All statistical analyses were performed with SPSS, SPSS AMOS (IBM SPSS Statistics for Windows, Version 21.0, 2012. Armonk, NY, USA), and FACTOR v.9.2. 
| Results|| |
The mean BNSS-SF score was 3.16 (SD = 1.07, SE = 0.099, 95% confidence intervals [CI]: 2.96, 3.35). Omega was 0.979, and the inter-item correlations were in the range 0.787-0.875 which suggested very good internal consistency of the questionnaire. Skew (-0.034 to -0.303) and kurtosis (-0.402 to -0.644) were within the acceptable range for CFA.  A variant of Small's omnibus test of multivariate normality was confirmed (VQ3 (10) = 10.46, P = 0.402). BNSS-SF did not differ across educational degrees, and socioeconomic classes, between men and women and it was not correlated with age.

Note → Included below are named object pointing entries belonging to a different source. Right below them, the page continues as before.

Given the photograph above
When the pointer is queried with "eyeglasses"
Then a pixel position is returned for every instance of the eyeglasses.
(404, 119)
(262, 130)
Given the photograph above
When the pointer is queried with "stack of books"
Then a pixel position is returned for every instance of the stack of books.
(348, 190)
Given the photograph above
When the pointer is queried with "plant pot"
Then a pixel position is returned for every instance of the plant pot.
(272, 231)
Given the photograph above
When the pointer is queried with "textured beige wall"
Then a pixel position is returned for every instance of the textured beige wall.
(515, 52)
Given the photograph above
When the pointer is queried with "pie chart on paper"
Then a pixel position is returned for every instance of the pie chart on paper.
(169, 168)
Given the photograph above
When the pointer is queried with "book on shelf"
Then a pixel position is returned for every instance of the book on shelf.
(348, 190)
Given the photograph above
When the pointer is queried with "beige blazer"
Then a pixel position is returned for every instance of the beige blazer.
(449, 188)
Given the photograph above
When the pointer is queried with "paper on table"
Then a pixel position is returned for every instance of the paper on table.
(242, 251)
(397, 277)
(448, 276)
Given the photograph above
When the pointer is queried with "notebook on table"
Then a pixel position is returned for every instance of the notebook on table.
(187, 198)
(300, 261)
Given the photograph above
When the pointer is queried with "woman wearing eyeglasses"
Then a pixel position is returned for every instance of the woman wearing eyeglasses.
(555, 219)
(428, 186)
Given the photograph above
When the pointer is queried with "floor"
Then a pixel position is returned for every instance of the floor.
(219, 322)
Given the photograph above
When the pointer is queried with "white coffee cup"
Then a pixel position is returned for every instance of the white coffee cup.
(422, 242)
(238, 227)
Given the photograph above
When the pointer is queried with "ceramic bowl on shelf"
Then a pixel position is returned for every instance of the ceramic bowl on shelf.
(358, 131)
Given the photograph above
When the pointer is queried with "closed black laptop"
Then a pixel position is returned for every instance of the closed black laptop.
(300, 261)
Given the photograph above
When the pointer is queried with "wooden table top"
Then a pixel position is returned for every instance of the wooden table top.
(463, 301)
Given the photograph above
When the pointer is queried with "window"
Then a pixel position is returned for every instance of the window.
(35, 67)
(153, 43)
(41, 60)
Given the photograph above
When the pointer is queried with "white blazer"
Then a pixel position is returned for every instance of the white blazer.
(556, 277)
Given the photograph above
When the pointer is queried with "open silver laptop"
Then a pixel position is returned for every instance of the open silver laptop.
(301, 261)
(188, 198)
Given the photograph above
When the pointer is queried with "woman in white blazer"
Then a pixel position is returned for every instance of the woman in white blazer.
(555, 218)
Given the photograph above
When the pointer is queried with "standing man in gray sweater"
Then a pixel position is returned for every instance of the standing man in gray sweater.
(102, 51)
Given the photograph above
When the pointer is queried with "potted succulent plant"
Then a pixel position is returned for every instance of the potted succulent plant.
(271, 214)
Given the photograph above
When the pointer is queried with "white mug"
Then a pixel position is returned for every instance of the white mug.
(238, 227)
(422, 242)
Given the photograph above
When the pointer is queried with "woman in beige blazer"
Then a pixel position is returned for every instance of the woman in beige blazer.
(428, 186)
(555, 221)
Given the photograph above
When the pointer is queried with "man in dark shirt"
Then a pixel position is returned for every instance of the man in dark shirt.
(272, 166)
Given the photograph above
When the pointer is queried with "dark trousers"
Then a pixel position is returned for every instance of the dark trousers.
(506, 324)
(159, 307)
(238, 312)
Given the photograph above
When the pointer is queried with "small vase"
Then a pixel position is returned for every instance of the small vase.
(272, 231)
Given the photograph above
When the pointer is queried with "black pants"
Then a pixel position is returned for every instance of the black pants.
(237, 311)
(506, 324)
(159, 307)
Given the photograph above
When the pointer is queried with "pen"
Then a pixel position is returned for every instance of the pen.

A CFA suggested very good fit between the model and the observed data: χ2 (5) = 7.55, P = 0.183, RMSEA = 0.067, CFI = 0.996, and SRMR = 0.011. All measurement error was presumed to be uncorrelated. The model was over-identified (5 degree of freedom). The squared multiple correlations ranged from 0.77 to 0.89, indicating good reliability of the observed variables in relationship to the latent construct. The model fit was achieved without any posthoc modifications because of good fit indices and residual statistics. The largest standardized residual covariance was ǀ0.152ǀ suggesting standard normal distribution. All standard errors were below 0.34. The structural model of BNSS-SF is presented in [Figure 1].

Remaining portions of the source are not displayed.